Quest’anno più volte papa Francesco ha fatto sentire la propria vicinanza agli uomini e alle donne “invisibili”: la sua presenza si è materializzata sotto forma di enormi piatti di riso e buonissime insalate. Coperte e sacchi a pelo per la notte. A farli recapitare ai migranti era lo staff dell’elemosiniere del Vaticano, padre Konrad. Che arrivava in via Cupa al calar del sole col suo seguito di suore polacche. Il gesto della Chiesa si univa così a quello del movimentismo laico: due mondi che hanno trovato un ottimo canale di comunicazione.

La politica invece non ha intenzione di cedere al criterio della carità. Né tanto meno a quello del rispetto dei diritti umani.

Medu (la onlus che assiste i miranti dal punto di vista sanitario, psichico, umanitario) denuncia che così «si delinea una vera e propria omissione di soccorso».

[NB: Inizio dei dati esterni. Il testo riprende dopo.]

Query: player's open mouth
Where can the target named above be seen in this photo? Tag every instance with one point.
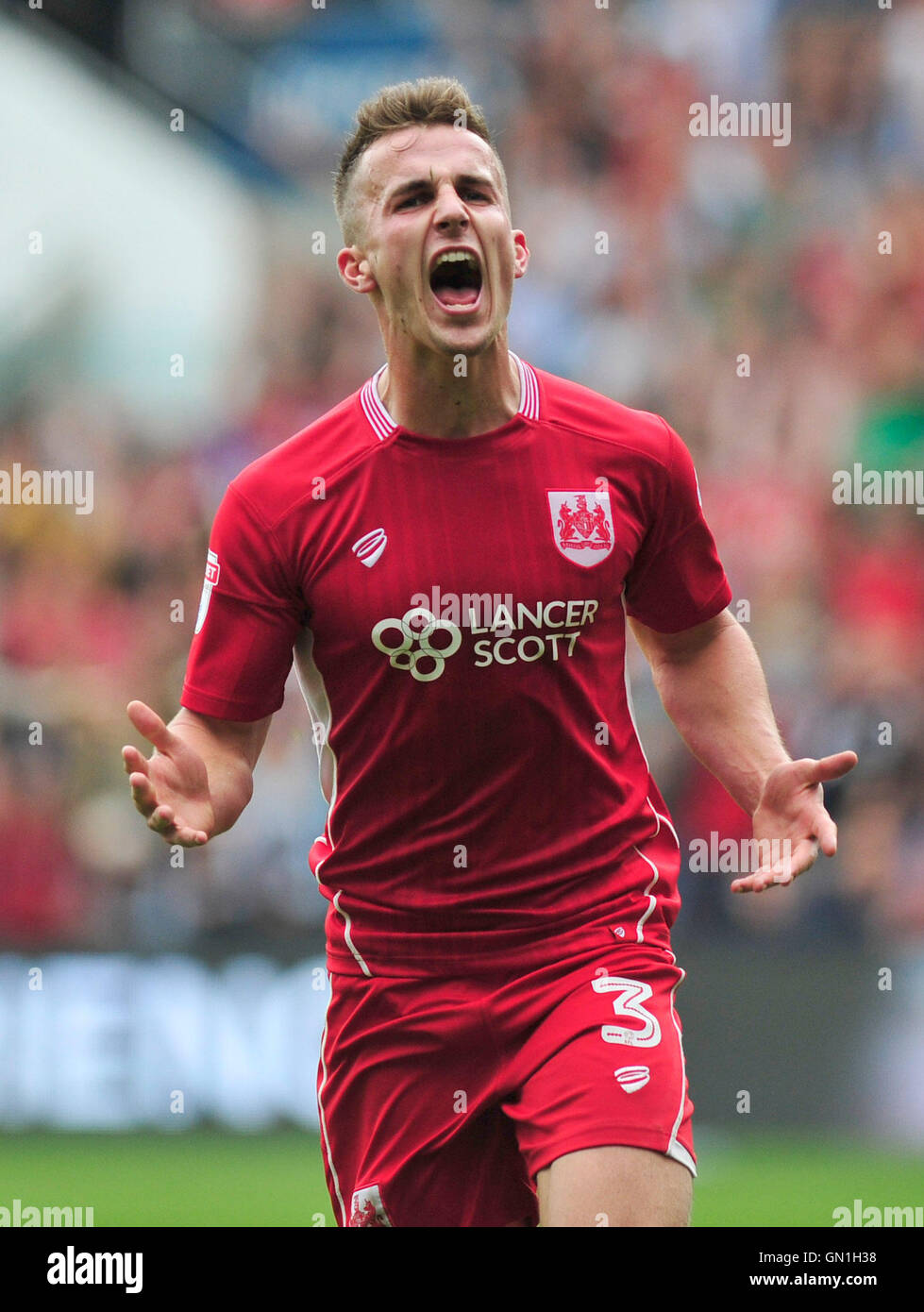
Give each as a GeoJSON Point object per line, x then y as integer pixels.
{"type": "Point", "coordinates": [456, 279]}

«Da quando esiste il fenomeno dei migranti in transito (due anni almeno) – scrivono – abbiamo troppe volte assistito a Roma ad interventi emergenziali “spot” da parte delle amministrazioni che si sono succedute a cui non è mai seguita alcuna seria programmazione strategica per gestire un problema umanitario così rilevante».

L’ultimo report Medu del dicembre 2016 (Esodi, rotte migratorie dai paesi sub-sahariani all’Europa) mette insieme le storie, traccia le rotte migratorie, decifra le mappe e delinea il fenomeno.
Si stima che in tutto il 2015 oltre 30mila persone siano passate da Roma dirette in Nord Europa (in particolar modo in Germania e Paesi scandinavi), il 95 per cento di queste vengono dall’Eritrea, ma anche dal Gambia e dalla Nigeria.

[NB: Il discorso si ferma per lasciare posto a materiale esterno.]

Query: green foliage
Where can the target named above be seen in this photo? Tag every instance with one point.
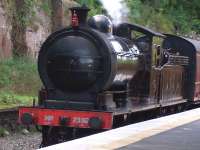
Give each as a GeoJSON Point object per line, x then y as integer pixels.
{"type": "Point", "coordinates": [45, 6]}
{"type": "Point", "coordinates": [19, 81]}
{"type": "Point", "coordinates": [94, 5]}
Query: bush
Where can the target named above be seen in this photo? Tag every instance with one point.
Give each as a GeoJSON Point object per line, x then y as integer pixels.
{"type": "Point", "coordinates": [19, 81]}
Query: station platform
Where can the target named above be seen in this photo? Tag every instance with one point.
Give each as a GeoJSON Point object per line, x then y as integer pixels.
{"type": "Point", "coordinates": [175, 132]}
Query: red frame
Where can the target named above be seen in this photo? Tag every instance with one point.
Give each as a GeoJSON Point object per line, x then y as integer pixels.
{"type": "Point", "coordinates": [78, 119]}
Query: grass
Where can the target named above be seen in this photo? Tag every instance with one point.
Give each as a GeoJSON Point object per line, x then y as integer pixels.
{"type": "Point", "coordinates": [19, 82]}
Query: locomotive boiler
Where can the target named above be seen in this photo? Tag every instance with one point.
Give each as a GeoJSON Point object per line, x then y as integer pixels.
{"type": "Point", "coordinates": [97, 75]}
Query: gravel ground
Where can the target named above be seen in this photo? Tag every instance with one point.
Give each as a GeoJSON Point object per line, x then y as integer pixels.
{"type": "Point", "coordinates": [20, 141]}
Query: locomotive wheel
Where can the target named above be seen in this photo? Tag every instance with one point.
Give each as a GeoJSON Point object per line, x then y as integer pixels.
{"type": "Point", "coordinates": [55, 135]}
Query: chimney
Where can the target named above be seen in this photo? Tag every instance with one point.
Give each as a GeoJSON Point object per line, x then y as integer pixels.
{"type": "Point", "coordinates": [81, 12]}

Anche solo consentire a questi coraggiosi migranti di accamparsi dentro spazi gestiti dai volontari, come il famoso ex Baobab (sgombrato da via Cupa e finito alla stazione Tiburtina), sarebbe un segno di umanità. Ma a Roma non succede. Dopo l’ennesimo sgombero delle tende, a novembre scorso, il Comune ha trovato una temporanea soluzione: trasferire ottanta persone alla volta nel Centro di accoglienza di Via del Frantoio sulla Tiburtina.

«Ma non è abbastanza capiente. E la soluzione è solo temporanea», protestano. Baobab Experience invece è diventato un fenomeno di solidarietà dal basso e la sinergia con il camper di Medu, una clinica mobile per i migranti, ha creato un modello: le decine di volontari di ogni età sono ben organizzati.

La loro dedizione ai ragazzi sbarcati in Italia e arrivati a Roma è la parte sana di una capitale che non sopporta più l’indifferenza. I giovani africani vengono ascoltati, accolti, protetti.

Si organizzano per loro piccoli tour di Roma; si lanciano gare di solidarietà per la raccolta di abiti, sacchi a pelo, medicinali, cibo. Soprattutto si condivide la strada: «I ragazzi vengono al Baobab non solo per un piatto caldo ma perché qui trovano amicizia e calore», dice uno dei volontari. Roma così è rinata. E forse ha salvato se stessa.